We constructed a matrix factorization model for fitness GIs and then constrained this model to encourage similar interaction profiles among genes that induced similar transcriptional changes (fig. S14A and materials and methods) (30, 31). We then predicted unobserved GIs using this model trained on different fractions of randomly subsampled interactions (Fig. 6A and materials and methods). The end result (Fig. 6B–D) preserved much of the large–scale structure of the map as seen through block averaging of GI scores (Fig. 6C–D; fig. S14B and materials and methods). Our approach was also substantially better than random sampling at predicting the top 10% of interactions and reasonably preserved both the rank order of all interactions (Spearman ρ ≈ 0.5 at 10% sampling; Fig. 6D–E and fig S14C) and the pairwise similarities between GI profiles (Fig. 6F). Notably, the use of Perturb–seq–derived single perturbation profiles as side information substantially improved performance (fig. S14D). These results suggest that the hybrid approach can nominate blocks of GIs for in-depth study.

Finally, we used our data to model the minimum number of cells that would be required to perform larger experiments. By down-sampling our measured perturbations and re-performing our analyses, we observed that as few as 50 cells per perturbation could be sufficient, meaning ~10⁶ cells to collect side information for the entire set of protein coding sequences (Fig. 6G).

Discussion

A central goal of genetics is to understand the relationship between the set of genes a cell expresses and its phenotype. However, this relationship is challenging to study because many phenotypes emerge only through the coordinated action of multiple genes. Here, we used Perturb-seq to manipulate a large number of gene pairs and then measure the resulting changes in cell state. This ensemble of measurements described a high-dimensional surface called a GI manifold. By interpreting and modeling the GI manifold, we can gain several insights into how complex phenotypes emerge.
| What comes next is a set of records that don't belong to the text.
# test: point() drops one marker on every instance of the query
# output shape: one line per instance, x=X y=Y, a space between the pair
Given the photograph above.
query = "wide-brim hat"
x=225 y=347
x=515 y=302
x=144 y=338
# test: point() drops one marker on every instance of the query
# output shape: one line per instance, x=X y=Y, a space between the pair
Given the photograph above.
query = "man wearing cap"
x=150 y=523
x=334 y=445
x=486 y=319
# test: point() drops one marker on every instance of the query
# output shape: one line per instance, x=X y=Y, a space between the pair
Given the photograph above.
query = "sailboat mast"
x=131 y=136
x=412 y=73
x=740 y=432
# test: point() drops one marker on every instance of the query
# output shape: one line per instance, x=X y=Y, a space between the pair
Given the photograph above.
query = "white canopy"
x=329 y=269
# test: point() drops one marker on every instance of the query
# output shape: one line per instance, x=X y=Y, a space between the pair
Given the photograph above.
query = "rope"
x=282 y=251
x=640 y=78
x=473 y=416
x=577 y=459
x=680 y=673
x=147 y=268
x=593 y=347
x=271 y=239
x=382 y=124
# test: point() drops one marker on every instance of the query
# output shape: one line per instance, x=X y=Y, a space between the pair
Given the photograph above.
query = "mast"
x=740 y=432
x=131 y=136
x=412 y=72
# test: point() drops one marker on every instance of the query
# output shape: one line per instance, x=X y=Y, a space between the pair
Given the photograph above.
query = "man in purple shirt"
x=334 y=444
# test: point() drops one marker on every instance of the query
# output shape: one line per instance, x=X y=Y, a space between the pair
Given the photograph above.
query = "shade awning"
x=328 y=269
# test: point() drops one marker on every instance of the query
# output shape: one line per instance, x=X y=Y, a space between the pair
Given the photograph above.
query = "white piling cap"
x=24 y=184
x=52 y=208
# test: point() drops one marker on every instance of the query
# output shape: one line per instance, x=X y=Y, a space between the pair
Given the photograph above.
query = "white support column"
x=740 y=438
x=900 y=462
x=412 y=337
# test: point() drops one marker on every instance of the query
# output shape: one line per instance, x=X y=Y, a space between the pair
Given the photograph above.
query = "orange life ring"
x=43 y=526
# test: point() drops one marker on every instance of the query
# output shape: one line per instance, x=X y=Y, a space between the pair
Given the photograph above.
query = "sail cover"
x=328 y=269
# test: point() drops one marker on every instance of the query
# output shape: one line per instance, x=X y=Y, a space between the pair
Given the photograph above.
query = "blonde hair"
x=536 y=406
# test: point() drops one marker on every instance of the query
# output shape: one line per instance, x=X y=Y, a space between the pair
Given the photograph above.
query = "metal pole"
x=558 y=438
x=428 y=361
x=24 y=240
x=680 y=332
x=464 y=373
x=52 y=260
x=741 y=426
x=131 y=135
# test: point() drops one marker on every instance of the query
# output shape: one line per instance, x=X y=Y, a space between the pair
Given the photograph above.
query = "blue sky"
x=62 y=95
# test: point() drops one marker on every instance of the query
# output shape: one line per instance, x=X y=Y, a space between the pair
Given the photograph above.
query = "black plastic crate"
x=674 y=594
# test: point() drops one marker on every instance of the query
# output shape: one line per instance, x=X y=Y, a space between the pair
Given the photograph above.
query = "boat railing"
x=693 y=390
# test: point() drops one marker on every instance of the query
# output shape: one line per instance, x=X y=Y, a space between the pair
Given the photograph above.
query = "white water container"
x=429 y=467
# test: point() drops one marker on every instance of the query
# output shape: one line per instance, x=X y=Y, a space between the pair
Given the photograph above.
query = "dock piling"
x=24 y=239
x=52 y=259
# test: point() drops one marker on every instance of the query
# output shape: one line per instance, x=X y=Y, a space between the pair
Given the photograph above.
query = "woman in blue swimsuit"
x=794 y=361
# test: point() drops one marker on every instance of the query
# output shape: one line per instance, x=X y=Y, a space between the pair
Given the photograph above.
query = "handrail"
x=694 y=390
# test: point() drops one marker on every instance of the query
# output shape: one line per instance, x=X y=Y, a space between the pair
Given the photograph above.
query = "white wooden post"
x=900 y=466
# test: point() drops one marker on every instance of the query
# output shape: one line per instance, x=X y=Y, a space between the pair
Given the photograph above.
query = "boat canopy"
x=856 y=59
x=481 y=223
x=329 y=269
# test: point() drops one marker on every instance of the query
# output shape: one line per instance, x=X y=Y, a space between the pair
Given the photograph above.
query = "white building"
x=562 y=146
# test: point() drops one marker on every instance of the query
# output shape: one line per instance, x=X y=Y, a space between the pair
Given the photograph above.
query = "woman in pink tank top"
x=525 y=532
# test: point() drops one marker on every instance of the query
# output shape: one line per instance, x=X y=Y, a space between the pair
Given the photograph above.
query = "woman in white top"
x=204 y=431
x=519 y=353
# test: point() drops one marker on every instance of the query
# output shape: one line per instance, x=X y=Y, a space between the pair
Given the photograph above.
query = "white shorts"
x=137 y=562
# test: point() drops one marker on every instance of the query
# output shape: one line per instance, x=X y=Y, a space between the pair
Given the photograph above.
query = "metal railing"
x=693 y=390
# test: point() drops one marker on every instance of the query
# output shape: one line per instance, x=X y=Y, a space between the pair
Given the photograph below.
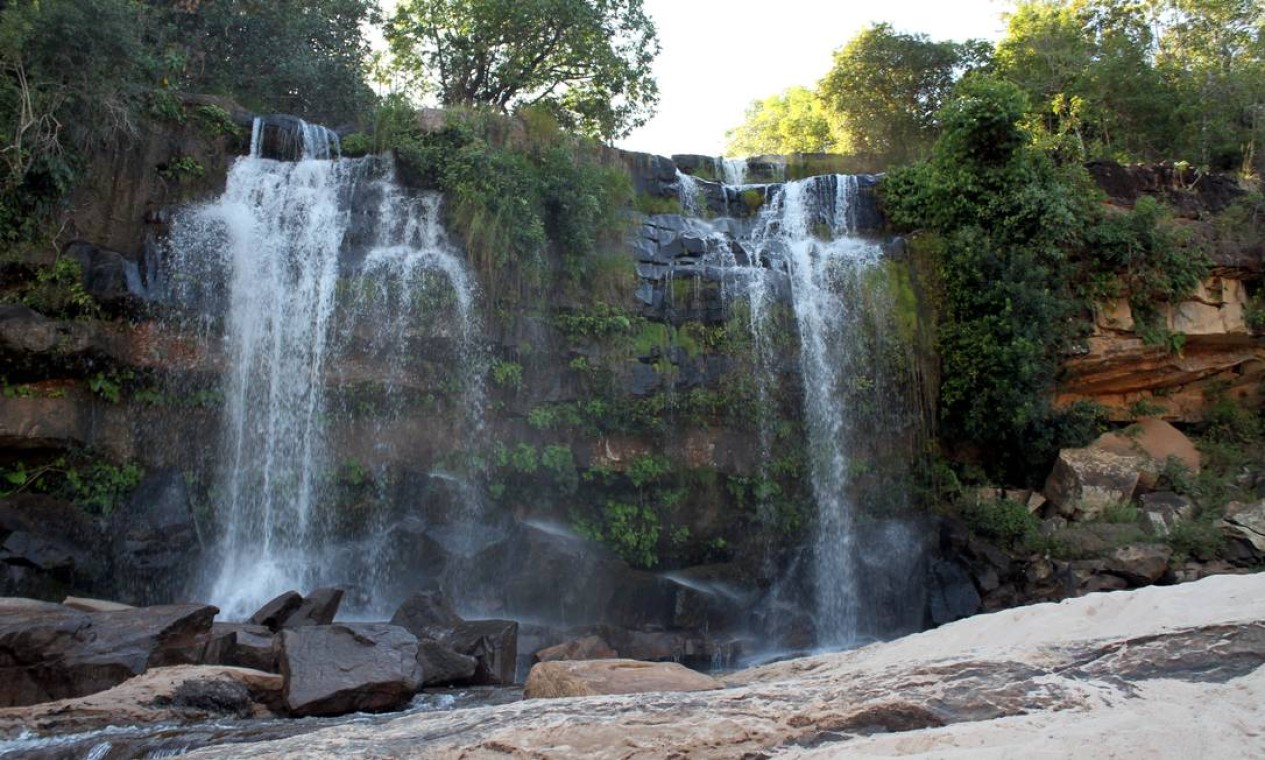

First, the transcriptional profiles can distinguish distinct outcomes such as cell death, slow growth, and differentiation to a variety of cell states that would appear equivalent at fitness level. We also identified both canonical (e.g. KLF1, GATA1) and unexpected genes (e.g. CNN1) that interacted to promote differentiation to a specific cell state (erythrogenesis). As our single-cell approach is sensitive to multiple outcomes or perturbations with incomplete penetrance, it is a natural strategy to pursue combinatorial searches for factors driving (trans)differentiation (4). Second, the shape of the GI manifold can reveal how GIs arise. We derived a simple, geometric GI model and used it to identify the different ways in which genetic perturbations combine to yield new phenotypes, for example allowing us to order genes into linear pathways. We and others have established that functionally related genes interact similarly—in geometric terms the GI manifold is therefore highly constrained, enabling imputation strategies (1, 2, 7, 12, 29). Our results provide a strategy for exploring large spaces of combinatorial genetic interactions by measuring only a subset of fitness-level GIs. This provides a complementary approach to efforts based on composite measurements, compressed sensing, and rich readouts to predict unmeasured GIs (7, 28). By intelligently measuring and exploring the GI manifold, one can start to create a global view of the nonlinear mapping between genotype and phenotype. Such approaches should enable large-scale searches for synthetic lethal interactions in cancer, the discovery of gene targets that lessen the severity of genetic disease, and, more generally, the understanding of how complex, multigenic interactions govern biological traits and disease risk.